The International Monetary Fund (IMF) has advised the government of Guyana to tighten up its tax laws and get better deals from oil producers in future after the highly favourable terms given to Exxon-Mobil on its project offshore the South American nation, according to Bloomberg.
Guyanese officials have acknowledged points made in an IMF report made for them.
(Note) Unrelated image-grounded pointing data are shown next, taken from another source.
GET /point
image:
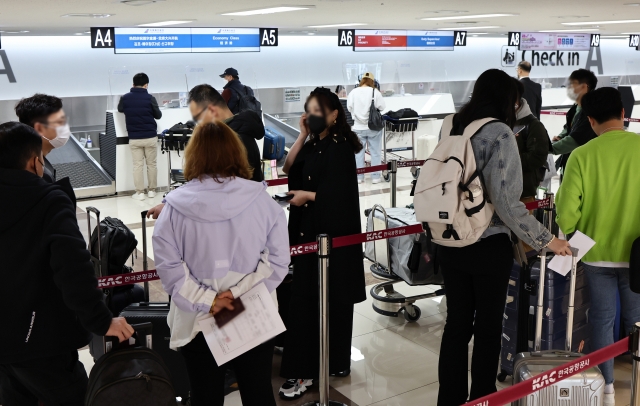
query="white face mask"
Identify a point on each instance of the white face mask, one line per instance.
(572, 93)
(63, 133)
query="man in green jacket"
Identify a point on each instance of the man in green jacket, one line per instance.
(599, 197)
(576, 131)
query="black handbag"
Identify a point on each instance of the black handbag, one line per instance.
(375, 118)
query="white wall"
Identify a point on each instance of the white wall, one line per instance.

While insisting that the Exxon deal will stand despite being more generous to the energy firm than normal international standards, Mineral Resources Minister Raphael Trotman said: “For future contracts we will certainly be having updated terms.”
Guyana is a new player in the global oil business and Exxon has been the supermajor most associated with it, making the first significant find in the Stabroek Block, 120 miles offshore, in 2015.
Exxon, which is in partnership with Hess Corporation and CNOOC, has 11.5 million acres in Guyanese waters and anticipated output is such that government revenues from the first project should reach as much as $700 million per year by the late 2020s.
In December 2017 the government released details of the Exxon contract which gives Guyana a 2% royalty on sales and 50% on profitable oil once costs are repaid.
The IMF, Exxon and Guyana all accept that it is not unusual for early risk takers to receive more beneficial fiscal terms.
Other firms exploring the waters, some of which are disputed by neighbouring Venezuela, include Total, Repsol and Tullow Oil.